Supreme Court unleashes its inner libertarian

Consider some differences between Europe and the United States on freedom of religion and free speech: In parts of Europe, it’s illegal for a Muslim woman to wear a head scarf. In the United States, it’s illegal to refuse to hire a woman because she wears a head scarf. In parts of Europe, it’s illegal, even in an academic paper, to deny that the Holocaust took place. In the United States, it’s illegal to prosecute someone for making specific, terroristic threats on social media.

Those are the messages of two important Supreme Court decisions that were issued today. It’s unusual for the libertarian roots of the Bill of Rights, especially the First Amendment, to be displayed as dramatically as they were today.

In EEOC v. Abercrombie & Fitch Stores, the store refused to hire Samantha Elauf, a practicing Muslim, because the headscarf that she wore because of her religious obligations conflicted with Abercrombie’s employee dress policy. The justices said this was unlawful discrimination by the store because it refused to bend its policies to accommodate Elauf’s religious beliefs.

In Elonis v. United States, the court set aside the criminal conviction of a man who posted grotesque threats to his ex-wife and the larger community on Facebook.

Regarding his wife, Elonis wrote: “Fold up your [protection-from-abuse order] and put it in your pocket. Is it thick enough to stop a bullet?” He wrote in another post:

“That’s it, I’ve had about enough

I’m checking out and making a name for myself Enough elementary schools in a ten mile radius to initiate the most heinous school shooting ever imagined And hell hath no fury like a crazy man in a Kindergarten class

The only question is . . . which one?” After a female FBI agent interviewed him following his first round of threats, Elonis posted:

“You know your s**t’s ridiculous

when you have the FBI knockin’ at yo’ door

Little Agent lady stood so close

Took all the strength I had not to turn the b**** ghost Pull my knife, flick my wrist, and slit her throat Leave her bleedin’ from her jugular in the arms of her partner.”

Both cases emerge from our strong national commitment to government non-interference in what Americans believe or what they say.

In recent years, the government’s obligation not to interfere with religion — to allow the “free exercise” of religion, in the words of the First Amendment — has expanded into an obligation to accommodate religion.
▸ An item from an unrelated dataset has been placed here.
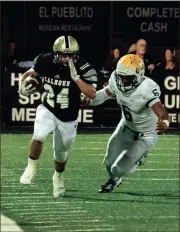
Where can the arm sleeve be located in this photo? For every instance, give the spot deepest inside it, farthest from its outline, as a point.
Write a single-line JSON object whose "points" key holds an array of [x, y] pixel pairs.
{"points": [[101, 97], [87, 72], [152, 95], [38, 64], [112, 83]]}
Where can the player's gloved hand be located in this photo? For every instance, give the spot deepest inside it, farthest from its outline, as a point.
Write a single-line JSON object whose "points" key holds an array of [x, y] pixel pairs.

School officials must allow religious student groups to meet on school grounds, just like other student groups. If schools were going to allow movies to be shown on school grounds, they had to allow religious movies too. If universities are going to subsidize student publications, they have to subsidize religious publications by students as well.

The question raised by this line of cases is when accommodation of religion becomes “establishment” of religion, which is also prohibited under the other part of the religion clause of the First Amendment. For example, as same sex marriage becomes lawful in most places, do states have to accommodate the religious beliefs of those florists and bakers who object to these ceremonies? That’s a question for another day, but it’s more relevant than ever because of today’s A & F decision.
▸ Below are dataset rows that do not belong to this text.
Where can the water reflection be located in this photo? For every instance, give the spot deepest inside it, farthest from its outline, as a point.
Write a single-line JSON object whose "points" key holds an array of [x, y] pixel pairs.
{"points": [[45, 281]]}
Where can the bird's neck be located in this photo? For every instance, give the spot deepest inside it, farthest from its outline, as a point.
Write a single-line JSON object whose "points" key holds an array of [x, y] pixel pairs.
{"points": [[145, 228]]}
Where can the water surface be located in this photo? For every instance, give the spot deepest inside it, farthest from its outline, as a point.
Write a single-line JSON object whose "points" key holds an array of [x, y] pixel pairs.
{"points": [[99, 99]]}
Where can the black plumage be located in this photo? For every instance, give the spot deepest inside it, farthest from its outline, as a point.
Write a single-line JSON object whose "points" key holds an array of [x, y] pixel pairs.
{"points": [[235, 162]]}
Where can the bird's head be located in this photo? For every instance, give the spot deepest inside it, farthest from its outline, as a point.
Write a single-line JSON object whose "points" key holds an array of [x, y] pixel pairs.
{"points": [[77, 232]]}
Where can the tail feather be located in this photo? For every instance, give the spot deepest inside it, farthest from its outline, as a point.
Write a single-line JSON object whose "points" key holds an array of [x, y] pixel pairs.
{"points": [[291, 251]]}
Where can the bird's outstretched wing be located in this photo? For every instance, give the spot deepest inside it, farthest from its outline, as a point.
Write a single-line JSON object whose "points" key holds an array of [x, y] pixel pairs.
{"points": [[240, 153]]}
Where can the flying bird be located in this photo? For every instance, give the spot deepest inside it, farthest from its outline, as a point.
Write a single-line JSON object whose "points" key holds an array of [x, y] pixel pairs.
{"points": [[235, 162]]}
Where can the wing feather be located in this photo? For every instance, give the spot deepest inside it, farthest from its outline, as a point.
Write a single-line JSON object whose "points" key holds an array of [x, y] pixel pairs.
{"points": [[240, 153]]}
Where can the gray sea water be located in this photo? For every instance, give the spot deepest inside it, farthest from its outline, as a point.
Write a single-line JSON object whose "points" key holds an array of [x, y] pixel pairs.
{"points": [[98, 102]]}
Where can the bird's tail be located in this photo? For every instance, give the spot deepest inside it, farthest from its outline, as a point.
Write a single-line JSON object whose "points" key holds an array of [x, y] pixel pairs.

As for the Facebook case, Chief Justice John Roberts’ decision didn’t exactly clarify the issue for all time. He said that no one could be convicted of making terroristic threats, as Elonis was, for mere “negligence.” But what is the standard under which someone can be convicted? Roberts left that issue up in the air.

Elonis’ defense at trial was that his remarks were not threats but parodies of rap lyrics. That the court would effectively endorse these deeply disturbing rants illustrates the depth of its commitment to free speech.

All countries that believe in free speech and freedom of religion come to the issue in the light of their own history. France limits the wearing of head scarves in part because of its bitter experience with clerical control of government before the French Revolution. Germany limits free speech (like Holocaust denial) because of its much more recent, and painful, experience with extremism in the 20th century.

Fortunately, the United States has avoided these sorts of experiences and has chosen a path, for the most part, of forcing the government to the sidelines on these issues.

As today’s decisions illustrate, these viewpoints are so strongly felt that they are hardly even controversial at the Supreme Court. On a court that is often bitterly divided along ideological lines, both decisions were close to unanimous.